RISING SUN, January 26, 1983 — People who thought trains had disappeared from the Octoraro Branch Railroad years ago were surprised when 30 freight cars rattled on down the line from Chester County one Wednesday in January 1983. After slipping into Cecil County and clanging past the old Sylmar Freight House, the cars rolled past farms fields and woods, while making a run for Rising Sun.
People stopped to watch as the first train in over a decade scurried through crossings and past former stations on the branch line. One surprised man said it was doing about 30 miles an hour when it passed his house, according to the Cecil Whig.
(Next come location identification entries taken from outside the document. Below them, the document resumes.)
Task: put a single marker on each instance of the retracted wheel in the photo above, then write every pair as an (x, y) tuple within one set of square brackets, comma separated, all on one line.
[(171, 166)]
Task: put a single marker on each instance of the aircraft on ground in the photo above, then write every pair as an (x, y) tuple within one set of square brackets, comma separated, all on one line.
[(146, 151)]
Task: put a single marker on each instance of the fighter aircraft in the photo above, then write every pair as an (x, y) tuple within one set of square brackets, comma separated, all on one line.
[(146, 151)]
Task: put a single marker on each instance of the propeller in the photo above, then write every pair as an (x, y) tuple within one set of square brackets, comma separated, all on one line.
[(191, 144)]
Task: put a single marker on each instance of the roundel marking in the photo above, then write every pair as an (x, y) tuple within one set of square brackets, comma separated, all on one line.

This unscheduled run kicked off when the cars became decoupled from a locomotive working over the line in Chester County. After that, the cars rolled backward for about a mile before coming to rest at a bridge on Stevens Road outside of Rising Sun. “There were about 15 cars on each side of an old railroad bridge when the impromptu express stopped,” Frank D. Ragan, President of the County Commissioners told the newspaper. Although the “train had no predetermined destination Ragan had no doubt that it would have arrived on schedule if it had.
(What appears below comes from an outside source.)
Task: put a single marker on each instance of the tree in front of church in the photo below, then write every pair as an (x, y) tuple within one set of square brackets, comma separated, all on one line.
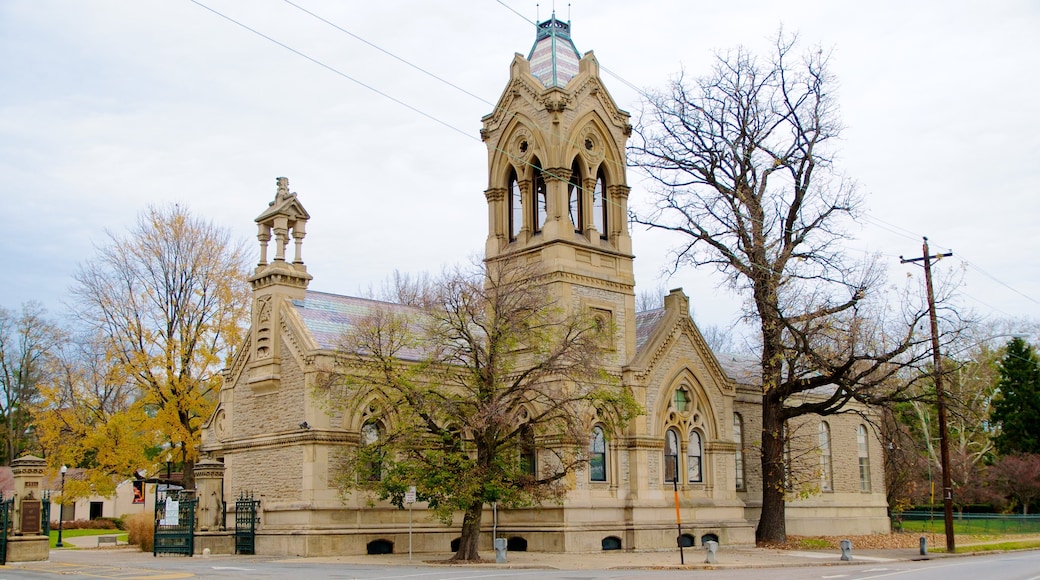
[(88, 416), (485, 390), (170, 301), (744, 160), (1016, 406), (28, 341)]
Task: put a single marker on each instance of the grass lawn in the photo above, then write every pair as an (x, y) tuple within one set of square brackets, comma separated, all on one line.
[(972, 526), (66, 534)]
”Freight service along the line had almost disappeared from the line by the late 1960s. The Pennsylvania Railroad abandoned the Octoraro Branch of south Colora in 1961 but had hopes of keeping the line open to that Cecil County village. But after Hurricane Agnes washed out sections of the track in June 1972, the railroad abandoned all service south of the Pennsylvania State Line. Thus, this was probably the last train to Rising Sun, albeit unplanned and scheduled. The bridge at Stevens Road was removed by the county in 1987.